Researchers from University of Melbourne using machine learning to find fake news on Twitter
(Content in this article is based on a press release from University of Melbourne and an article by Professor Stephan Winer and Marie Truelove published on Pursuit, an open-access website which is published by the University. Any reproduced content is under the Creative Commons Attribution-No Derivatives 3.0 Australia (CC BY-ND 3.0 AU). The paper can be accessed here.)
Researchers at the University of Melbourne are using machine learning to distinguish false information from the truth on social media platform, Twitter.
Increasing numbers of people rely on their social media feeds for news. But algorithms on social media platforms prioritise engagement over accuracy, and unscrupulous content creators can easily create and post misleading or even outright false information’, motivated by financial, political or other reasons.
Professor Stephan Winer and Marie Truelove from the Melbourne School of Engineering have developed a framework to assess whether a tweet is a witness account from a first-hand experience or not, relying on the principle that witness accounts are more trustworthy than hearsay.
The framework analyses details of a tweet to determine whether it is a witness account. It starts with checking the georeferenced or location information in the metadata of tweets, but only a small fraction of users turn on that option.
To identify more sources of evidence the researchers turned to the content of the tweet itself, that is the text and the pictures.
The text of the tweet could contain statements like observations of the event (smoke in the sky for a bushfire is the example given in the article written by the researchers). This information combined with images (of the smoke rising above the house or a live shot from a football match) and location information (geotags from the relevant town or suburb) can provide evidence for the Twitter user being a credible witness.
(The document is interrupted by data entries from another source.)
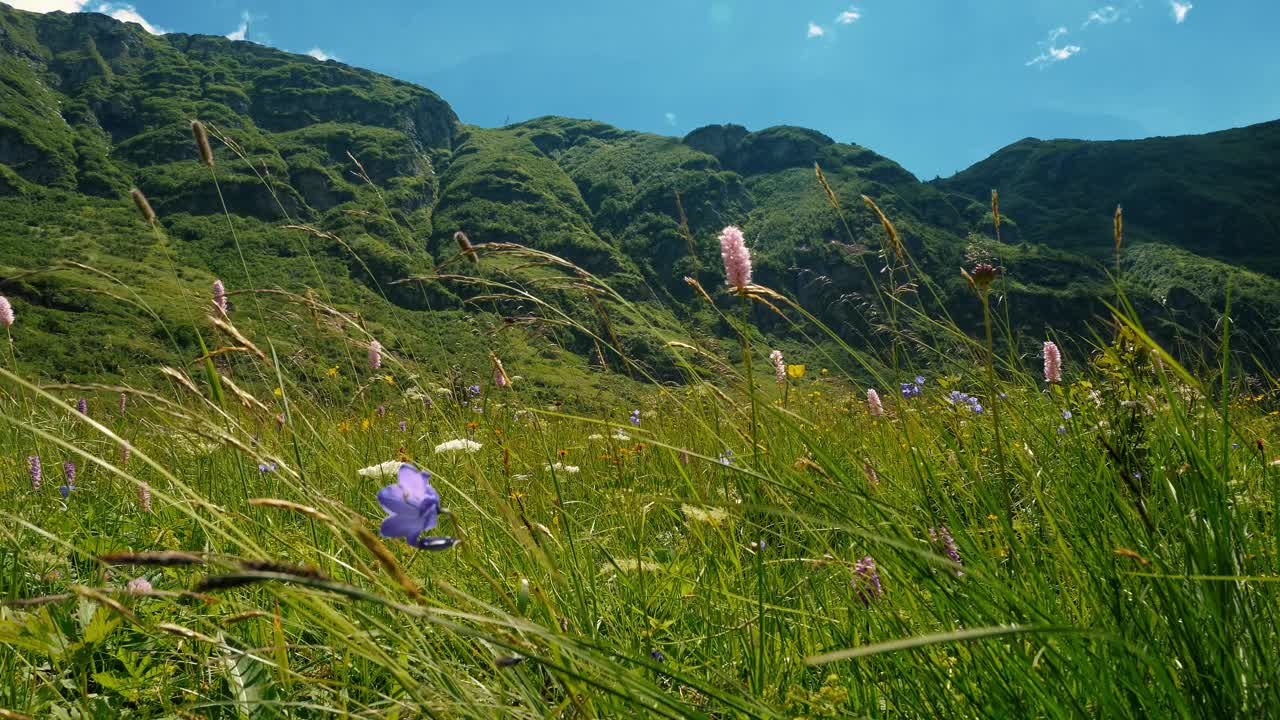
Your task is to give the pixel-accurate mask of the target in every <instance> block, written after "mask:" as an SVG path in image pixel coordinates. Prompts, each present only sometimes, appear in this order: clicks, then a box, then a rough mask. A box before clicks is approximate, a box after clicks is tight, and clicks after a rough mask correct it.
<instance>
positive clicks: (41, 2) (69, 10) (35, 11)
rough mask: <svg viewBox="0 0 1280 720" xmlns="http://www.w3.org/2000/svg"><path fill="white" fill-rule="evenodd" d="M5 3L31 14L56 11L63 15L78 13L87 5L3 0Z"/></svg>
mask: <svg viewBox="0 0 1280 720" xmlns="http://www.w3.org/2000/svg"><path fill="white" fill-rule="evenodd" d="M5 3H8V4H9V5H13V6H14V8H17V9H19V10H28V12H31V13H52V12H58V10H61V12H63V13H79V12H81V10H82V9H83V8H84V5H88V0H5Z"/></svg>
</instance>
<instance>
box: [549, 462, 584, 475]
mask: <svg viewBox="0 0 1280 720" xmlns="http://www.w3.org/2000/svg"><path fill="white" fill-rule="evenodd" d="M543 470H547V471H548V473H549V471H552V470H556V471H557V473H566V474H568V475H576V474H577V473H579V470H581V468H579V466H577V465H566V464H563V462H557V464H554V465H545V466H543Z"/></svg>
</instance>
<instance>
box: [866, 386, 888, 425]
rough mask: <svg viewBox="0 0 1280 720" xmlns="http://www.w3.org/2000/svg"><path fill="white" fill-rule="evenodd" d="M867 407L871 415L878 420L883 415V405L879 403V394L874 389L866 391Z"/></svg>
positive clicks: (881, 403)
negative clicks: (869, 411) (866, 397)
mask: <svg viewBox="0 0 1280 720" xmlns="http://www.w3.org/2000/svg"><path fill="white" fill-rule="evenodd" d="M867 406H868V409H870V411H872V415H873V416H876V418H879V416H881V415H883V414H884V405H883V404H882V402H881V400H879V393H878V392H876V388H870V389H868V391H867Z"/></svg>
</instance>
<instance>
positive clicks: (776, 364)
mask: <svg viewBox="0 0 1280 720" xmlns="http://www.w3.org/2000/svg"><path fill="white" fill-rule="evenodd" d="M769 361H771V363H773V374H774V375H776V377H777V378H778V384H786V382H787V365H786V363H783V361H782V351H781V350H774V351H773V352H771V354H769Z"/></svg>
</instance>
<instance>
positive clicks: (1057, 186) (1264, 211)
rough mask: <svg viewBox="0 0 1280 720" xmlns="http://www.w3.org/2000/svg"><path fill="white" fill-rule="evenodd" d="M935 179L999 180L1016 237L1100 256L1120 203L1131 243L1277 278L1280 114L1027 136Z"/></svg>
mask: <svg viewBox="0 0 1280 720" xmlns="http://www.w3.org/2000/svg"><path fill="white" fill-rule="evenodd" d="M937 184H938V187H941V188H943V190H946V191H950V192H959V193H963V195H968V196H980V195H982V193H984V192H987V191H988V190H989V188H992V187H998V188H1000V193H1001V197H1000V200H1001V206H1002V209H1004V210H1005V211H1007V213H1009V214H1010V215H1012V217H1015V218H1018V219H1019V223H1020V225H1019V231H1018V232H1016V233H1014V237H1011V238H1010V240H1014V241H1027V242H1033V243H1042V245H1047V246H1051V247H1060V249H1062V250H1071V251H1079V252H1085V254H1091V255H1098V256H1107V255H1108V254H1110V252H1111V250H1110V247H1111V237H1110V236H1111V233H1110V227H1108V218H1110V214H1111V211H1112V210H1114V209H1115V206H1116V204H1121V205H1124V210H1125V225H1126V231H1128V233H1126V234H1128V236H1129V237H1130V238H1132V240H1133V241H1135V242H1143V241H1152V242H1162V243H1167V245H1175V246H1178V247H1181V249H1184V250H1189V251H1192V252H1196V254H1198V255H1203V256H1207V258H1213V259H1217V260H1221V261H1225V263H1229V264H1233V265H1240V266H1243V268H1248V269H1252V270H1256V272H1260V273H1263V274H1270V275H1272V277H1280V252H1276V251H1275V240H1276V237H1280V202H1276V199H1277V197H1280V120H1276V122H1270V123H1262V124H1257V126H1251V127H1247V128H1239V129H1229V131H1222V132H1215V133H1210V135H1201V136H1187V137H1153V138H1149V140H1138V141H1115V142H1088V141H1079V140H1053V141H1039V140H1030V138H1028V140H1023V141H1020V142H1016V143H1014V145H1010V146H1009V147H1005V149H1004V150H1000V151H998V152H996V154H995V155H992V156H991V158H988V159H986V160H983V161H980V163H978V164H975V165H974V167H972V168H969V169H966V170H964V172H961V173H959V174H956V176H955V177H952V178H948V179H945V181H940V182H938V183H937Z"/></svg>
The researchers also look for counter-evidence which might show that a tweeter is not a witness on-the-ground. For example, if they describe themselves being in some other place or post an image of the event on a TV screen, the case for their being an eyewitness is weakened by the contradictory evidence.
This evidence can be extracted automatically by using machine learning and it is used to assign a tweet with a credibility measure, from low to high.
But Ms. Truelove said there were still challenges to be addressed. For instance, the Twitter user could have learnt about the event by watching it on TV. Attached pictures may be unattributed copies from other sources, or feature historic events at the same place.
Tweeters can post their excited anticipation of attending an event later in the day but not go, or alternatively delay posting their witness accounts until on the way home after the event has ended.
The posting behaviour of witnesses can also vary, depending on the type of event. For example, tweets reporting an event has not occurred will only appear if the event had been predicted in the first place, such as when predicted flooding and power outages associated with a cyclone do not happen. I
The researchers are overcoming these challenges primarily by investigating different evidence sources within tweets. A series of processes are applied to remove tweets that cannot support inferences the tweeter is at the event, for example, retweets. Then supervised machine learning techniques are used to apply classification models to extract evidence from the remaining tweets that support inferences the tweeter is at the event.
The framework is in early development phases, but it could be useful to journalists and news organisations around the world, for checking the veracity of social media sources.